Workflows

LipiDetective supports four workflows, all controlled via the workflow section of the YAML config. Only one workflow runs per invocation. If multiple flags are set to True, the first match wins in this order:

  1. tune

  2. train (with or without validate)

  3. test

  4. predict

The validate flag is not a standalone workflow — it controls whether training includes validation (k-fold or custom split).

Note

When model is set to random_forest, the workflow flags are ignored entirely. The random forest runs its own self-contained pipeline via run_random_forest().

workflow:
  train: True
  validate: True    # not a standalone workflow, modifies train
  test: False
  tune: False
  predict: False

Training

Set workflow.train: True to train a model from scratch.

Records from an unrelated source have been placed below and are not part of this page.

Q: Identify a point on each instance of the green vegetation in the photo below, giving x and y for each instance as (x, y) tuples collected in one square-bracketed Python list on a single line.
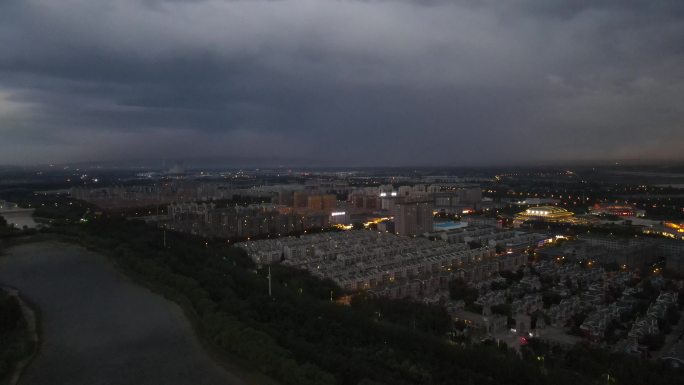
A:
[(15, 340), (300, 335)]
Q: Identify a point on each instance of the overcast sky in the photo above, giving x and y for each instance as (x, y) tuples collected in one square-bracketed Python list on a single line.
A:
[(393, 82)]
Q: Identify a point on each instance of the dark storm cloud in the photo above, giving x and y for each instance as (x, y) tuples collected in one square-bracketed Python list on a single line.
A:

Training reads spectra from the HDF5 file at files.train_input and runs for training.epochs epochs with the specified learning rate and batch size.

When workflow.validate: True, the validation split strategy depends on which config fields are set (checked in this order):

  1. Separate validation file — If files.val_input is set, it is used as the validation set directly. Both splitting_instructions and k-fold splitting are ignored.

  2. Custom split — If files.splitting_instructions is set (and val_input is empty), the referenced YAML file defines which lipid species go into the validation set. Data is read from train_input only.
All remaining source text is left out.